With planar_coords.csv and geog_coords.csv from https://gdal.org/drivers/vector/csv.html#vector-csv and using ogr2ogr because all the affected R packages use the same GDAL drivers:

library(sf)
tf0 <- tempfile(fileext=".gpkg")
plf <- "planar_coords.csv" # 1000 added to Y coordinates
gdal_utils("vectortranslate", plf, tf0, options=c("-oo", "X_POSSIBLE_NAMES=Lon*", "-oo", "Y_POSSIBLE_NAMES=Lat*", "-oo", "KEEP_GEOM_COLUMNS=NO"))
st_crs(st_read(tf0))
tf1 <- tempfile(fileext=".gpkg")
gdal_utils("vectortranslate", plf, tf1, options=c("-a_srs", 'LOCAL_CS["Undefined Cartesian SRS"]', "-oo", "X_POSSIBLE_NAMES=Lon*", "-oo", "Y_POSSIBLE_NAMES=Lat*", "-oo", "KEEP_GEOM_COLUMNS=NO"))
st_crs(st_read(tf1))

The GPKG driver inserts "Undefined geographic SRS" if an SRS is not declared, even when the coordinates would be invalid.

ggf <- "geog_coords.csv"
tf2 <- tempfile(fileext=".gpkg")
gdal_utils("vectortranslate", ggf, tf2, options=c("-oo", "X_POSSIBLE_NAMES=Lon*", "-oo", "Y_POSSIBLE_NAMES=Lat*", "-oo", "KEEP_GEOM_COLUMNS=NO"))
st_crs(st_read(tf2))
tf3 <- tempfile(fileext=".gpkg")
gdal_utils("vectortranslate", ggf, tf3, options=c("-a_srs", 'LOCAL_CS["Undefined Cartesian SRS"]', "-oo", "X_POSSIBLE_NAMES=Lon*", "-oo", "Y_POSSIBLE_NAMES=Lat*", "-oo", "KEEP_GEOM_COLUMNS=NO"))
st_crs(st_read(tf3))

So to keep missing SRS as planar, 'LOCAL_CS["Undefined Cartesian SRS"]' has to be inserted. A further problem is that a missing SRS will be written with GPKG as "Undefined geographic SRS" and will pass st_can_transform() with ballpark accuracy:

st_can_transform(st_read(tf0), "EPSG:28892") # TRUE
sf_proj_pipelines(st_crs(st_read(tf0)), "EPSG:28992")$accuracy # NA
st_can_transform(st_read(tf2), "EPSG:28992") # TRUE
sf_proj_pipelines(st_crs(st_read(tf2)), "EPSG:28992")$accuracy # NA

If a generic planar is imposed:

st_can_transform(st_read(tf1), "EPSG:28992") # FALSE
sf_proj_pipelines(st_crs(st_read(tf1)), "EPSG:28992")$accuracy # NULL
st_can_transform(st_read(tf3), "EPSG:28992") # FALSE
sf_proj_pipelines(st_crs(st_read(tf3)), "EPSG:28992")$accuracy # NULL
rsbivand commented 1 year ago

Note also https://gdal.org/drivers/vector/gpkg.html#coordinate-reference-systems, where 0 seems to be the default if nothing is given, but may be set planar.

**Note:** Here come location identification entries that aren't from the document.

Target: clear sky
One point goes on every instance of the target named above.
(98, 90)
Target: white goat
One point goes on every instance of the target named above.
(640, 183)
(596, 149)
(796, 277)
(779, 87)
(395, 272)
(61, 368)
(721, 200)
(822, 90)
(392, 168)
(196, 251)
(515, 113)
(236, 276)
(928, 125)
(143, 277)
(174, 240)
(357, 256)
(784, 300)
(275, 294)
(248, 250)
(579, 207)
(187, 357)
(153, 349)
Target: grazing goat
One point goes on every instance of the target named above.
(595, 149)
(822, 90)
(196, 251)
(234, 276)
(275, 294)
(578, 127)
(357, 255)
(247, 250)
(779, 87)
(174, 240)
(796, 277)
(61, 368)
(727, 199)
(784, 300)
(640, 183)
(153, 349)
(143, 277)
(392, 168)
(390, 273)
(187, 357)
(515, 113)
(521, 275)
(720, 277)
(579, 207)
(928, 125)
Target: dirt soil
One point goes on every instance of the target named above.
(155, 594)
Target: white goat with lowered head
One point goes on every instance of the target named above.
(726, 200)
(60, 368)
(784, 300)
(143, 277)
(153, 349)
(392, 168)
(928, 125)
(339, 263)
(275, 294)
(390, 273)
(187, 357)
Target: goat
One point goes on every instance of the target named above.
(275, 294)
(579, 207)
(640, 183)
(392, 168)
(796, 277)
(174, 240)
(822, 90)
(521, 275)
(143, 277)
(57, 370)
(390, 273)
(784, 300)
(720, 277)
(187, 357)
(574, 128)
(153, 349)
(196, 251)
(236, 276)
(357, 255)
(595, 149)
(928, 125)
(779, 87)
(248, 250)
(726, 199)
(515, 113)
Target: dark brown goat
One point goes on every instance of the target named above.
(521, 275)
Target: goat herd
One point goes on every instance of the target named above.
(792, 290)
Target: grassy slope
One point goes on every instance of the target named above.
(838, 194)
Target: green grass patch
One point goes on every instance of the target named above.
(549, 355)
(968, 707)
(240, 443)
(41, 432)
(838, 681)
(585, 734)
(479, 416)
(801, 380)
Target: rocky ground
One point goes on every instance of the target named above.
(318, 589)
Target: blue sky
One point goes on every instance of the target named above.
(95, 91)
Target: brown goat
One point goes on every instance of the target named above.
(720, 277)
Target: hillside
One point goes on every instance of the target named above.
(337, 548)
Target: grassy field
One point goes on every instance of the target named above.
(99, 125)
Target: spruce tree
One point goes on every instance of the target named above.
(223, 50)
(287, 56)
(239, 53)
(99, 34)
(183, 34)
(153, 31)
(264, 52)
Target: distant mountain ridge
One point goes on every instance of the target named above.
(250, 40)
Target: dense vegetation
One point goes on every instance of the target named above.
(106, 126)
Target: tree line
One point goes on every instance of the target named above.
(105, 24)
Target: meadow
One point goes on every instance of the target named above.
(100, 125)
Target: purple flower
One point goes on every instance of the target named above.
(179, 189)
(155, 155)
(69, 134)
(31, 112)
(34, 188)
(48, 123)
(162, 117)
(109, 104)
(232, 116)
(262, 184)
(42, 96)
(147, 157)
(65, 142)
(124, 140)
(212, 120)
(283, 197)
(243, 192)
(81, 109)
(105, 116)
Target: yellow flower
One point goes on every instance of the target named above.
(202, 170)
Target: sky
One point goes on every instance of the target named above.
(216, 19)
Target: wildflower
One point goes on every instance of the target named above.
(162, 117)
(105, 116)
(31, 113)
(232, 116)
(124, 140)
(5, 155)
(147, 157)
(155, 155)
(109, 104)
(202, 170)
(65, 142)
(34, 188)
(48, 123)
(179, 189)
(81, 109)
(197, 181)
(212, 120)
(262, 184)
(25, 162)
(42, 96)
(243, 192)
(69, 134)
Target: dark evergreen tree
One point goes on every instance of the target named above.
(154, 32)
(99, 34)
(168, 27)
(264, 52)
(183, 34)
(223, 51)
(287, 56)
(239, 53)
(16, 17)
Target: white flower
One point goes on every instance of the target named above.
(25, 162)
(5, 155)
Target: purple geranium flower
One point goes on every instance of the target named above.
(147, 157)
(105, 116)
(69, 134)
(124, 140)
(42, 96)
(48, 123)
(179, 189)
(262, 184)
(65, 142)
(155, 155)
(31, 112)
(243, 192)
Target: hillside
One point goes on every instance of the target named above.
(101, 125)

rsbivand commented 1 year ago

And:

st_is_longlat(st_read(tf2)) # TRUE
st_is_longlat(st_read(tf0)) # TRUE
# Warning message: In st_is_longlat(st_read(tf0)) : bounding box has potentially an invalid value range for longlat data
terra::is.lonlat(terra::vect(tf2)) # TRUE
terra::is.lonlat(terra::vect(tf0)) # TRUE

For s2:

st_as_s2(st_read(tf0))
# <geodesic s2_geography[3] with CRS=OGC:CRS84>
# Warning message: In st_is_longlat(x) : bounding box has potentially an invalid value range for longlat data
st_as_s2(st_read(tf2))
# <geodesic s2_geography[3] with CRS=OGC:CRS84>
rsbivand commented 1 year ago

Next step: what we need is not:

ENGCRS["Undefined Cartesian SRS",
    EDATUM[""],
    CS[Cartesian,2],
        AXIS["(E)",east,
            ORDER[1],
            LENGTHUNIT["Meter",1]],
        AXIS["(N)",north,
            ORDER[2],
            LENGTHUNIT["Meter",1]]]

but we certainly need to avoid asserting the units as metres, for example by: ENGCRS_no_units.zip

readLines("ENGCRS_no_units.json") |> paste(collapse="\n") |> st_crs()
> readLines("ENGCRS_no_units.json") |> paste(collapse="\n") |> st_crs()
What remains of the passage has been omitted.